I want to empty the pantry – to rid myself of things I haven’t used for a long time, and to focus on stocking a pantry with the items I really do use all the time.
You see, my basement freezer died at the end of the summer. It was a SAD, SAD day. It happened at the best possible time of year, since the freezing season hadn’t really begun and I had used most of the stash I had built up for the winter before. Still, I lost some spring vegetables, a lot of home-made broth, and (sniff, sniff), my share of a Tamworth pig from Owens Farm. Ever since this terrible, horrible, no-good day, I have been trying to decide if I should buy a new freezer.
I have a normal fridge/freezer in my kitchen, and the freezer side seems to be filled with food I never use. Shouldn’t I empty this freezer out before I determine if I need more space? Shouldn’t I purge myself of three year old Gogurt that I bought to have on hand for a dinner party which included small children? Shouldn’t I either eat, or pitch, the leftover taco meat from Thanksgiving weekend 2010? Yes, yes I should.
So this is my plan – I’m going to EMPTY the freezer and my pantry so that I can then clean out my cupboards and basement food storage. There really is no reason for me to have a case of tomato paste in my house. Truly, there isn’t.
I come by this problem honestly. My grandmother, Phyllis, lived through the depression and was a big fan of bargains and saving. When she moved out of her home in Ambler, PA we had to clean out her basement, which included her pantry. I am not kidding when I say that we found caned food that had dried out.
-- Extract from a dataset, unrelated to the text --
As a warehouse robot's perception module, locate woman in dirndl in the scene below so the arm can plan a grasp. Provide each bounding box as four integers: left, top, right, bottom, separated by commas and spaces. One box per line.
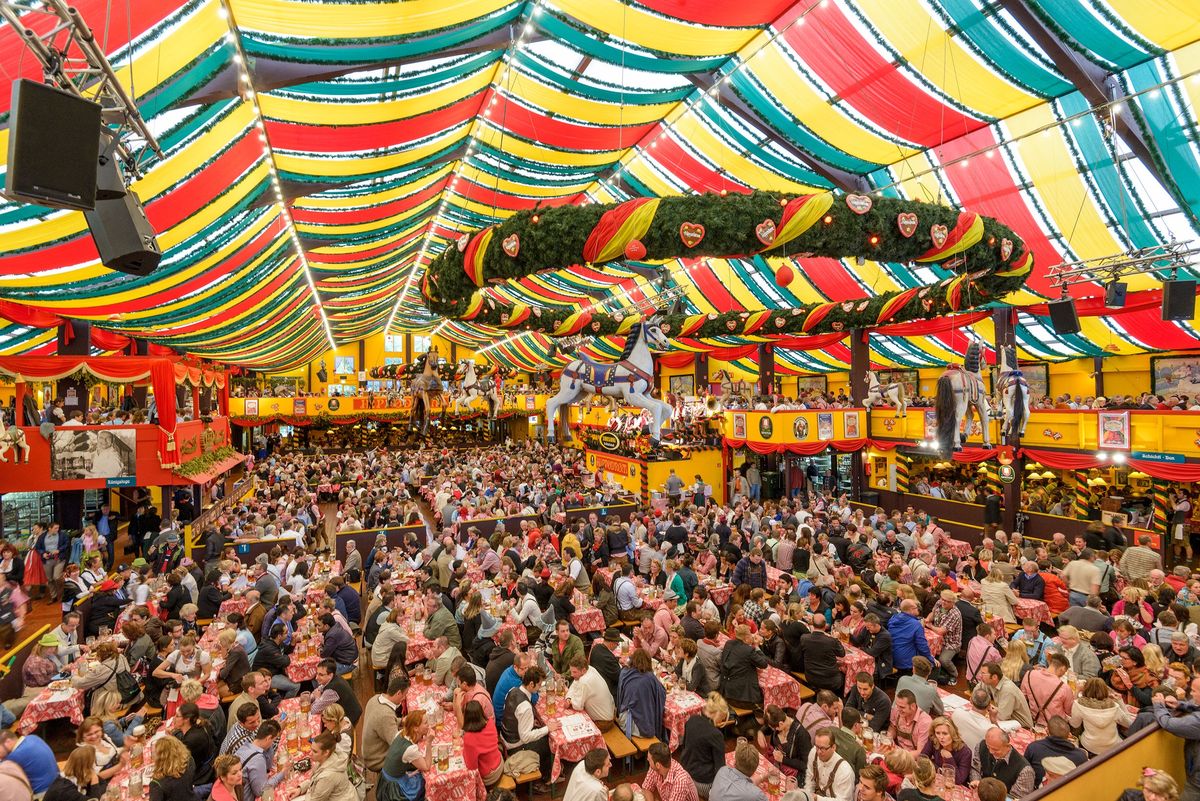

Canned beans, which rattled. RATTLED.
There was a station wagon (a gigantic Chevy Caprice Station Wagon) full of paper towels, napkins, and toilet paper which had probably been purchased (on sale, of course) in the 1970s. I think I finished using those napkins about three years ago. There was WWII ration sugar that was over forty years old (hard as a rock). Seriously. (Do I need to mention that my mother has used this sugar? She pounded it out with a hammer.)
I can still picture my brother’s face when he started to clean out my grandmother’s freezer as it defrosted. This freezer was full of meat that had spoiled WHILE IT WAS FROZEN. My brother was brave and strong and a VERY GOOD GRANDSON for cleaning out that freezer.
So I worry, a bit, that I might have some hoarding genes in me.
In my early adulthood, when I was newly married and interested in being PERFECT, I always wanted to have a full pantry of anything we might possibly need. A smart, college-educated, liberated and LIBERAL woman I still thought that my husband should never find himself without toothpaste, or toilet paper, or, well, capers. You know, just in case there was a caper emergency.
Now that I am a real grown-up, divorced, single, happy, and, um – SANE, I am content to have a small pantry of basics that I use regularly and know that I can easily run to the store for anything I really need. I live in America, after all. So I can buy raspberries from Chile in February if I want to.
Since it’s time to shed the past and become a person who doesn’t have five shelves of canned goods and dried food waiting FOR YEARS to be used, I’m going to do this. I’m going to use up what I have (and try very hard not to waste anything) and then start fresh, with a SMALL and PRACTICAL pantry of foods I use every week. And that’s it. No more hoarding. No more taking care of a husband I don’t have any more (who, incidentally, never asked me to take care of him in this way). And no more three-year old Gogurts.
No one should eat those things anyway.